Le 29 juin 2016 est une date qui restera à jamais gravée dans les annales de l’histoire du Football Club Renaissance du Congo. L’on retiendra que c’est pour la première foi, depuis son existence en 2014, que les Orange ont soulevé leur trophée national. Et pas n’importe lequel. Ils ont été sacrés vainqueurs de la 52ème édition de la Coupe du Congo. Les coéquipiers de Matumona Zola ont battu à Kinshasa les Salésiens de Don Bosco (2-0), dans un stade Tata Raphaël orange de monde.
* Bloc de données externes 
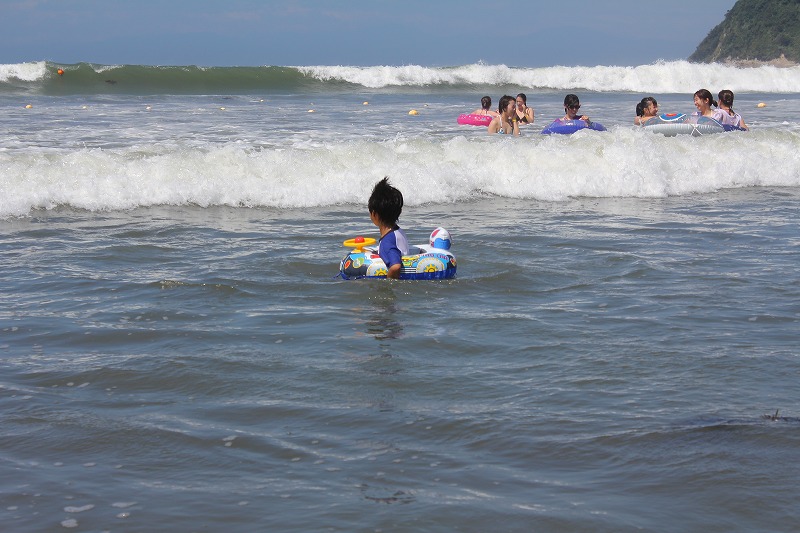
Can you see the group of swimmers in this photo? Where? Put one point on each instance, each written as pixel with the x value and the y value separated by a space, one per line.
pixel 721 111
pixel 510 114
pixel 513 112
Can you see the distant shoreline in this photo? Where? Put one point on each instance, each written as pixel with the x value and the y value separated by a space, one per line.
pixel 780 62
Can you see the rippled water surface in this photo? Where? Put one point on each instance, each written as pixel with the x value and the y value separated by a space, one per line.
pixel 597 365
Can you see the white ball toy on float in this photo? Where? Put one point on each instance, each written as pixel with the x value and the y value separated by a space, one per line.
pixel 440 238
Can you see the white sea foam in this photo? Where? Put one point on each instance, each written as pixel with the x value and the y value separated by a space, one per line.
pixel 660 77
pixel 23 71
pixel 624 162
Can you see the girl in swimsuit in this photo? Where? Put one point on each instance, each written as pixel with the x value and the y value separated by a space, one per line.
pixel 703 101
pixel 571 106
pixel 524 113
pixel 505 123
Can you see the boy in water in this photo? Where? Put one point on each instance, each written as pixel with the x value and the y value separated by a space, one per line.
pixel 385 205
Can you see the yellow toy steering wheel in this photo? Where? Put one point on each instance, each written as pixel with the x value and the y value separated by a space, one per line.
pixel 358 243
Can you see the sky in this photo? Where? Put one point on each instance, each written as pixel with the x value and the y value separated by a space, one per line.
pixel 433 33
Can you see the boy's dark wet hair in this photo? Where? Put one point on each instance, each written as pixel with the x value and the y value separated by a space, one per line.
pixel 504 101
pixel 705 94
pixel 726 97
pixel 571 100
pixel 641 106
pixel 386 202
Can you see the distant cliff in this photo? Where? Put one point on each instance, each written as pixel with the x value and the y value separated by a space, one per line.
pixel 761 30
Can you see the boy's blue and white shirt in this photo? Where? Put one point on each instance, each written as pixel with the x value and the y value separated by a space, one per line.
pixel 392 247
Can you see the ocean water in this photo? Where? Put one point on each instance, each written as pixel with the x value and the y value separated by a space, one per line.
pixel 619 350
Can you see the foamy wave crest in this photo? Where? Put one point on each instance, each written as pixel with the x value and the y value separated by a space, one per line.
pixel 23 71
pixel 625 162
pixel 661 77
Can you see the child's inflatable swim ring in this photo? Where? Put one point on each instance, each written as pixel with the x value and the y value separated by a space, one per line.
pixel 474 120
pixel 568 127
pixel 423 261
pixel 672 124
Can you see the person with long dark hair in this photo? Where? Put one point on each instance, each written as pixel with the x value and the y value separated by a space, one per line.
pixel 505 123
pixel 728 115
pixel 645 110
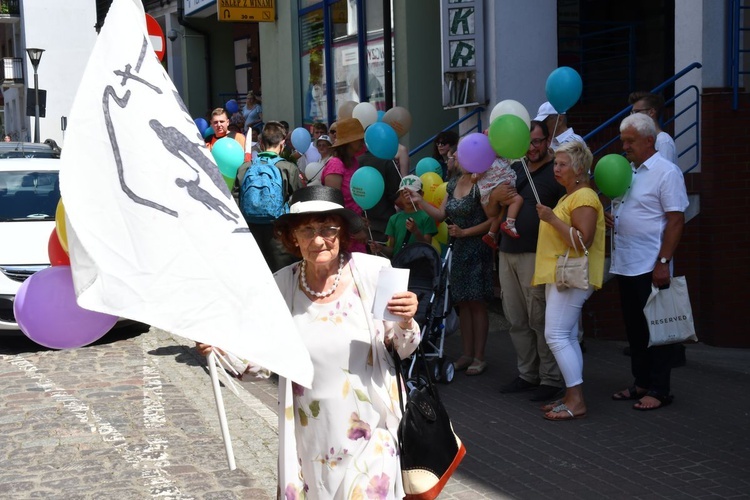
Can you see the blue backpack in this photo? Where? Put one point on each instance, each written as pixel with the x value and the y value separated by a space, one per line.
pixel 262 193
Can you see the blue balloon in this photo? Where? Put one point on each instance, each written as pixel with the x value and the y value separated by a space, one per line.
pixel 301 139
pixel 202 124
pixel 228 155
pixel 232 107
pixel 429 164
pixel 367 186
pixel 381 140
pixel 563 88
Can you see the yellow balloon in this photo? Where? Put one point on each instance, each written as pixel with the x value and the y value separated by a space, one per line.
pixel 430 182
pixel 62 231
pixel 439 194
pixel 436 245
pixel 442 235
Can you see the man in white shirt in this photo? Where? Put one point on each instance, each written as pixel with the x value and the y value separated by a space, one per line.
pixel 647 224
pixel 652 105
pixel 557 125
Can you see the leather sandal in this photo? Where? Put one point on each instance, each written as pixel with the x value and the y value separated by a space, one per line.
pixel 629 394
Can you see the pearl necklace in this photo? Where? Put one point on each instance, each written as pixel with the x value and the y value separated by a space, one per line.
pixel 324 293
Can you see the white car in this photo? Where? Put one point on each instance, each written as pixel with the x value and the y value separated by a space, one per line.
pixel 29 192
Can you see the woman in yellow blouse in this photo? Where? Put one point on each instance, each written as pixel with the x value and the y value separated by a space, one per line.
pixel 581 210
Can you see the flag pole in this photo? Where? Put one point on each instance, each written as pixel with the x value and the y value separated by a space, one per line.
pixel 220 407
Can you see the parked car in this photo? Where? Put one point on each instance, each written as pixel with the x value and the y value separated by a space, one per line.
pixel 29 193
pixel 47 149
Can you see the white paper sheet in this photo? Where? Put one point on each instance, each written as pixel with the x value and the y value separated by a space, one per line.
pixel 390 281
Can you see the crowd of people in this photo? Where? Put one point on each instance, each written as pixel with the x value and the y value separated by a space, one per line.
pixel 325 251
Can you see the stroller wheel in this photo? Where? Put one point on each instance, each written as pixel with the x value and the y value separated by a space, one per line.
pixel 416 383
pixel 447 371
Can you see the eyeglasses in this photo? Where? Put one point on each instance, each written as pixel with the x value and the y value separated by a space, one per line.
pixel 327 233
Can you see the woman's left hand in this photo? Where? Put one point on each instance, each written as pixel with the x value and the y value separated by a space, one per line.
pixel 455 231
pixel 545 213
pixel 404 305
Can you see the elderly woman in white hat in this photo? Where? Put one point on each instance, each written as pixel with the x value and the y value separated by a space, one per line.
pixel 339 436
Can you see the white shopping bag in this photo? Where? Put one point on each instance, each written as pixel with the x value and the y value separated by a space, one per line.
pixel 669 315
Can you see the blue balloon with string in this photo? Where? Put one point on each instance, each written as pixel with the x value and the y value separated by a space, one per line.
pixel 367 186
pixel 563 88
pixel 381 140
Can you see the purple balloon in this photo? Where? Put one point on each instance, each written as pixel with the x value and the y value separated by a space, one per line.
pixel 46 311
pixel 475 153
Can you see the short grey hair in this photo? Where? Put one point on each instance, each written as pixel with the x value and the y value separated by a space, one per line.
pixel 643 124
pixel 580 155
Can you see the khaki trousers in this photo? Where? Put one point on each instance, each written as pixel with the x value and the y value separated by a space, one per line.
pixel 524 307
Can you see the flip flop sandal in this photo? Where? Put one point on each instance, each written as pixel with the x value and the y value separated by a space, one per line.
pixel 551 405
pixel 563 409
pixel 476 368
pixel 663 401
pixel 632 394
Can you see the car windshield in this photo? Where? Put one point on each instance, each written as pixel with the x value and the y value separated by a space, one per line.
pixel 28 195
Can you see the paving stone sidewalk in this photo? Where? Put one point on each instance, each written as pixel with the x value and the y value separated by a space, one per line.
pixel 134 417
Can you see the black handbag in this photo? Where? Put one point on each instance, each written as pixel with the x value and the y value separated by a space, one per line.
pixel 429 449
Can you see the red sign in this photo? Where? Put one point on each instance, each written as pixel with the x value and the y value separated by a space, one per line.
pixel 156 35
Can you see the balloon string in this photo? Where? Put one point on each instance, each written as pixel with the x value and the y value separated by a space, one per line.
pixel 531 182
pixel 554 130
pixel 368 224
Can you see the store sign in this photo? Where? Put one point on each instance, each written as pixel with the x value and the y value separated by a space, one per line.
pixel 193 7
pixel 462 36
pixel 257 11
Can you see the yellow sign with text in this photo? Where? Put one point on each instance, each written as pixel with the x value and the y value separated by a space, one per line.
pixel 255 11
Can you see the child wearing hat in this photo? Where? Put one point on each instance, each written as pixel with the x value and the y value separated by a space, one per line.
pixel 408 225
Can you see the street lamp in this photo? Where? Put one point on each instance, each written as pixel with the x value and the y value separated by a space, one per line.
pixel 35 55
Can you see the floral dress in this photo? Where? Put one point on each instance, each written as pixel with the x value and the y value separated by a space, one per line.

Les champions de Kinshasa s’adjugent donc une place en Coupe de la Confédération africaine de football la saison prochaine. Ils accompagneront Sa Majesté Sanga Balende, troisième de la Division I, dans cette seconde compétition interclubs africaine. La plus grande interrogation reste à savoir si cette jeune équipe pourra défendre valablement la RDC en campagne africaine. Se contentera-t-elle du rôle d’une débutante qui vient apprendre ou jouera vraiment pour aller loin ? La première des choses est de mesurer les moyens dont elle dispose.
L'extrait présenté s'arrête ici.